# What do these puppies look like?



## Yenko (May 13, 2011)

Are they sable or what coat color do they look like?


----------



## Rerun (Feb 27, 2006)

The five in the middle are sable, the one on the far left and the one on the bottom far right may be black and tan's. The one in the very back has a bit of an un-GSD like head to me, and the on just above the black and tan on the bottom right has an odd stripe down it's face. 

Where are these pups advertised? Are they at a reputable breeder or a rescue or....?


----------



## Yenko (May 13, 2011)

Thanks  and I was wondering because Yenko's the one on the bottom right facing the opposite direction. And I was wondering since Yenko has sable brothers & sisters can he be a little sable too? 










On his thigh his color is changing or is that normal?

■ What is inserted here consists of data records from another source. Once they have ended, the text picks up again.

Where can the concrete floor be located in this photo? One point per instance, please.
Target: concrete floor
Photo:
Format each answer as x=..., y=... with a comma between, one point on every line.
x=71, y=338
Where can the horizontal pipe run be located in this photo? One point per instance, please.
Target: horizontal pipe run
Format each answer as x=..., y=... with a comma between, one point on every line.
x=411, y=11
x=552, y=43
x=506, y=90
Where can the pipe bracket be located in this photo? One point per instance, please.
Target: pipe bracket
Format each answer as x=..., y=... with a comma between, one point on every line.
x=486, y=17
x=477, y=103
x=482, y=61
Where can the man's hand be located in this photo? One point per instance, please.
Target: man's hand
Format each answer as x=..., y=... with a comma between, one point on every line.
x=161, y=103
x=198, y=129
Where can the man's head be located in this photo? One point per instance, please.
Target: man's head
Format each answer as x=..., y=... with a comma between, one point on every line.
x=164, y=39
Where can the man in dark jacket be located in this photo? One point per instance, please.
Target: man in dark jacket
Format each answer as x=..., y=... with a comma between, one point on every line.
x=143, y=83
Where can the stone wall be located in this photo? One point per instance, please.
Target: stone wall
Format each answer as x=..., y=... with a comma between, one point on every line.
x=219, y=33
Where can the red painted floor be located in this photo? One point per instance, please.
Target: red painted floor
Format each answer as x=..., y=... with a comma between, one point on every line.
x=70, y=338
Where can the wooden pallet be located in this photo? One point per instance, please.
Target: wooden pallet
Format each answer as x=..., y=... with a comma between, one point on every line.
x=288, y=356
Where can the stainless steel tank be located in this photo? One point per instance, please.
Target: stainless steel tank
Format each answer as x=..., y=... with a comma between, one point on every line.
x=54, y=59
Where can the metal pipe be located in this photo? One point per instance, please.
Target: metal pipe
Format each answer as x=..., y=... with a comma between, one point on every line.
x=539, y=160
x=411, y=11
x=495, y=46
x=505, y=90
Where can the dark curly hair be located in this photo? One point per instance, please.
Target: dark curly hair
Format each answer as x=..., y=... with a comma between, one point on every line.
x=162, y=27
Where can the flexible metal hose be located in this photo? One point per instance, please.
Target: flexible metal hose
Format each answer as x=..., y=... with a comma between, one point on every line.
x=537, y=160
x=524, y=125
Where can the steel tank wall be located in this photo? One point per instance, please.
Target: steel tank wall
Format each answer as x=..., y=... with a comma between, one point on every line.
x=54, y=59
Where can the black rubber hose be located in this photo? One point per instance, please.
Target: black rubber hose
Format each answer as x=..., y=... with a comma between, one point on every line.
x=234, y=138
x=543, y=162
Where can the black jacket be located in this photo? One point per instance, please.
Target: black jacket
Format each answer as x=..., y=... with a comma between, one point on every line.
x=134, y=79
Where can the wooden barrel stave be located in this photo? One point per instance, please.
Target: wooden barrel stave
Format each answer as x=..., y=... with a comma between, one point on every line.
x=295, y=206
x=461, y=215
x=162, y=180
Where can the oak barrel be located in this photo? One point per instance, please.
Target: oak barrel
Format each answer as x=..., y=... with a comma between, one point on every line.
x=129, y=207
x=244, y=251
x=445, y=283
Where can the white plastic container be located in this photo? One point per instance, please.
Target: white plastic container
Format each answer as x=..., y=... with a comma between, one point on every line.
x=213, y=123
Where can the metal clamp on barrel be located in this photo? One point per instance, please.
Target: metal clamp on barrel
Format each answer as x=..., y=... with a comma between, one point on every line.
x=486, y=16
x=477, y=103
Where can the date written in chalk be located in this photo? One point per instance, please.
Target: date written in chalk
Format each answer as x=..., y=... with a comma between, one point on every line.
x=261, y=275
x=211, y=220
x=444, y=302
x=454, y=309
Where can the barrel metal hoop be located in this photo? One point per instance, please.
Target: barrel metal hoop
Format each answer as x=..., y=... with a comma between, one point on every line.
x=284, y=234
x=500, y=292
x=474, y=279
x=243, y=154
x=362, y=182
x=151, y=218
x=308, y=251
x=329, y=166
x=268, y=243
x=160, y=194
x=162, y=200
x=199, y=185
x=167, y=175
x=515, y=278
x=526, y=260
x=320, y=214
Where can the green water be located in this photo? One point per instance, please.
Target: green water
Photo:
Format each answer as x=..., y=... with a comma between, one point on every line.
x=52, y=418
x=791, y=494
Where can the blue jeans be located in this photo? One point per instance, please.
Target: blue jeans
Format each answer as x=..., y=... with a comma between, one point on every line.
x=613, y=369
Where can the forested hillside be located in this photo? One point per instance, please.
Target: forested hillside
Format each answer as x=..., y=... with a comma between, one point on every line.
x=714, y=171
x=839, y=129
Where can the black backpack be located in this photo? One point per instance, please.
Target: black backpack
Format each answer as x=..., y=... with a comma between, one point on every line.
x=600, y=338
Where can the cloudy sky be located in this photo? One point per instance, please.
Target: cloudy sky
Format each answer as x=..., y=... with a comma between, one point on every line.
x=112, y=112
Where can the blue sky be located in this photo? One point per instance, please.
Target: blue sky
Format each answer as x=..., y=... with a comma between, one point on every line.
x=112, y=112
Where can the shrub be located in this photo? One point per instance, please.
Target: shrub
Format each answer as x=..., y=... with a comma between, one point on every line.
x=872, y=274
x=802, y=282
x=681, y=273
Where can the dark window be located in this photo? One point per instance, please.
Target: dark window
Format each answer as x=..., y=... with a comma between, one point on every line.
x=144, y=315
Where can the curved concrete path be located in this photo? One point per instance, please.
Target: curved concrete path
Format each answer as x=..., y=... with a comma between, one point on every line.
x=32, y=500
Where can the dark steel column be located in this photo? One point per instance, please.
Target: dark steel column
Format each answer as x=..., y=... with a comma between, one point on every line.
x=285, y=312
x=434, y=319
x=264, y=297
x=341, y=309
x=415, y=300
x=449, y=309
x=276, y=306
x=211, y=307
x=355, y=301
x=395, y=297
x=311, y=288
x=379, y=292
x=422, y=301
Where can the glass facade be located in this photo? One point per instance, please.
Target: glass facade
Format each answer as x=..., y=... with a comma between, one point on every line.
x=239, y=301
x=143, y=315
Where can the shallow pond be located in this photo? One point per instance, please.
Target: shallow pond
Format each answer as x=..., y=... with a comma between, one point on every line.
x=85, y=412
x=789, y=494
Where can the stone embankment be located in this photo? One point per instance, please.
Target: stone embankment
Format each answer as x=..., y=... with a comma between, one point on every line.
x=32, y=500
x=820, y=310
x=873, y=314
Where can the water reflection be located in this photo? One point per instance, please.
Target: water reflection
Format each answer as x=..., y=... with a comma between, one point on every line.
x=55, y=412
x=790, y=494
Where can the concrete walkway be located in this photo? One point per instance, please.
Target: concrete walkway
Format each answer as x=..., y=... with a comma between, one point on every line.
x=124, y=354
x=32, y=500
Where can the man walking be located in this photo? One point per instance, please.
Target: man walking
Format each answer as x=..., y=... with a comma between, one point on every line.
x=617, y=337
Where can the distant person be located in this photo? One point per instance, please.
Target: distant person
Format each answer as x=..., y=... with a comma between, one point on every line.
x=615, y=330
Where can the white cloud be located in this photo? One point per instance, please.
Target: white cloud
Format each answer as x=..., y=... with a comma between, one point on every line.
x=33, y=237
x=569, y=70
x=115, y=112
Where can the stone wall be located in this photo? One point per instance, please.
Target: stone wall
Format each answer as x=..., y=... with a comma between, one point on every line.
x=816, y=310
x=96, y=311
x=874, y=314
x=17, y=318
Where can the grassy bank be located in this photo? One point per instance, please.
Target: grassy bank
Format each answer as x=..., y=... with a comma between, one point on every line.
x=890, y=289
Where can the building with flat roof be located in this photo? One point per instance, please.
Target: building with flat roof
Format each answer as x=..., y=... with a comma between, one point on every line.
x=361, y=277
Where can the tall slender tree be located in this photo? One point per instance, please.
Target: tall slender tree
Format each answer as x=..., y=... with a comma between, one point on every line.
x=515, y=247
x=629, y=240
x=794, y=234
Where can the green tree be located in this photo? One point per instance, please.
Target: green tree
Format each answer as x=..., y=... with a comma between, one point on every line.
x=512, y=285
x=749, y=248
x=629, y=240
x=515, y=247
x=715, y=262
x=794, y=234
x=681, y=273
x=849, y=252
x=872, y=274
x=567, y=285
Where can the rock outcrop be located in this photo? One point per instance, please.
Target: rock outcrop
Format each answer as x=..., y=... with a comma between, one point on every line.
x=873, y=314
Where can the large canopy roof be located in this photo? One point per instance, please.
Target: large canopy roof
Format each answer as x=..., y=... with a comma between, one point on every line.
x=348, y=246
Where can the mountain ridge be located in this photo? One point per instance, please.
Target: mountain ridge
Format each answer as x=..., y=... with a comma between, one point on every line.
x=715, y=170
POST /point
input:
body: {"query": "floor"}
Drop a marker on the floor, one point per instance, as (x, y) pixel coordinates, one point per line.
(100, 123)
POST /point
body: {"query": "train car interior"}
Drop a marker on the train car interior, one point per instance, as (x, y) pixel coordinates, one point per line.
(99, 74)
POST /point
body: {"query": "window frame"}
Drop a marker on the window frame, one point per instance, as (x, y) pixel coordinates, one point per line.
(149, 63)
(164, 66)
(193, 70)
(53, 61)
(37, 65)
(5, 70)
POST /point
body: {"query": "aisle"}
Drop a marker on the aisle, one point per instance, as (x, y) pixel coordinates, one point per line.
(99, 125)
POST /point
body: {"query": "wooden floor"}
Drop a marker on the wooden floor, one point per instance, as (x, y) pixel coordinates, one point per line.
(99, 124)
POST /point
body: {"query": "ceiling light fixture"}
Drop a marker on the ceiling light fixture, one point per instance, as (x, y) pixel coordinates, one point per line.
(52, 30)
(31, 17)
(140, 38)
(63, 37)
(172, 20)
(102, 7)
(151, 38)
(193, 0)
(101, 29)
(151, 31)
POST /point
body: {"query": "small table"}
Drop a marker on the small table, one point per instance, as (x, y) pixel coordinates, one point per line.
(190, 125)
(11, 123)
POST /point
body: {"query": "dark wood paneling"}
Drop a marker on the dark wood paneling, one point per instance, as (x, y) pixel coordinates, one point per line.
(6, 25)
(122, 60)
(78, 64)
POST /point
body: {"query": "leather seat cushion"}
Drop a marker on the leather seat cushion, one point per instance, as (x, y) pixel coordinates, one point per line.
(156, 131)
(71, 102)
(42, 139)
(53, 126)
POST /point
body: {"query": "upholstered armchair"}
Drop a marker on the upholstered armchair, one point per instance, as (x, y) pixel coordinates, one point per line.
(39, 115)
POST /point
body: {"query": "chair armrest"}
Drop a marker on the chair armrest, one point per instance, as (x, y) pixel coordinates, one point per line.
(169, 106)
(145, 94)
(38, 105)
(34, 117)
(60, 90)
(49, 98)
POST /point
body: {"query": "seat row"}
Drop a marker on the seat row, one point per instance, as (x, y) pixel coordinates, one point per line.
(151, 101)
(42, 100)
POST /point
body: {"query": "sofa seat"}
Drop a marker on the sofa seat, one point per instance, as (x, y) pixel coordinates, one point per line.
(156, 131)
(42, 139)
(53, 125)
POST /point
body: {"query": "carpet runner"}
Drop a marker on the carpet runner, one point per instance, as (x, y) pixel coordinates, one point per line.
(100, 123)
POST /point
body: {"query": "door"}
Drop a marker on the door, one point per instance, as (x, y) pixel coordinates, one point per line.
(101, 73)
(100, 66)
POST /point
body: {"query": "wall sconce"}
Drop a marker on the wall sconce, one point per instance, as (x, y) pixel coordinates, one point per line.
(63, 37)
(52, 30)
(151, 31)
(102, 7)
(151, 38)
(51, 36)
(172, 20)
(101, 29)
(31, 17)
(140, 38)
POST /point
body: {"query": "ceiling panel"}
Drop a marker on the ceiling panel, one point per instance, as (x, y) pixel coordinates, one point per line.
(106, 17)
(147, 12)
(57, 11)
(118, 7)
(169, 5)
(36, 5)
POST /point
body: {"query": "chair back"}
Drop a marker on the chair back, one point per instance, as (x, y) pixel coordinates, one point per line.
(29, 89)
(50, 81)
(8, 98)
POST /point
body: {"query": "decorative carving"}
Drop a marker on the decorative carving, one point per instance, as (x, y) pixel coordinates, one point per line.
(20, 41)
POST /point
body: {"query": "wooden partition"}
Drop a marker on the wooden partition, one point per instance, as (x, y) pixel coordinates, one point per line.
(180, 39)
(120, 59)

Oh and I got him from Craigslist the lady said his mom is a PB German Shepherd and his dad a German Shepherd mixed with something else.


----------



## CLARKE-DUNCAN (Apr 8, 2011)

Looking at the picture it looks like four of them are sable going by what I can see in the photo, their heads are silvery coloured and the other two look black/tan..Have you got any bigger pics?


----------



## Yenko (May 13, 2011)

Sorry I don't, that's the only picture I got from the lady, that shows all the puppies.


----------



## vomlittlehaus (Aug 24, 2010)

It is normal for a GSD to change its coat color throughout its life. Some have little change others have significant changes. Sables are known for changing their coat color with every season. With that high percentage of GSD in the blood, 75% or so, he looks very GSD. Just depends on how the chromosomes paired up at fertilization.


----------



## Rerun (Feb 27, 2006)

Yenko said:


> Thanks  and I was wondering because Yenko's the one on the bottom right facing the opposite direction. And I was wondering since Yenko has sable brothers & sisters can he be a little sable too?
> 
> 
> 
> ...


 
No,  he can't be a sable too, just because his siblings are sable. He's a black and tan. Think of it like this - you have blonde hair, your siblings have brown. Your hair is blonde no matter how brown theirs is.  He will continue to change color and get lighter for the first couple of years. Black and tans are born much darker than they end up.


----------



## Yenko (May 13, 2011)

Ok thanks, and do you know at what age will he have his permanent coat color? Or will it change all the time?


----------



## Rerun (Feb 27, 2006)

He'll have his adult coloring around 1 1/2 to 2 years.


----------



## Yenko (May 13, 2011)

A'right so I'll find out till then


----------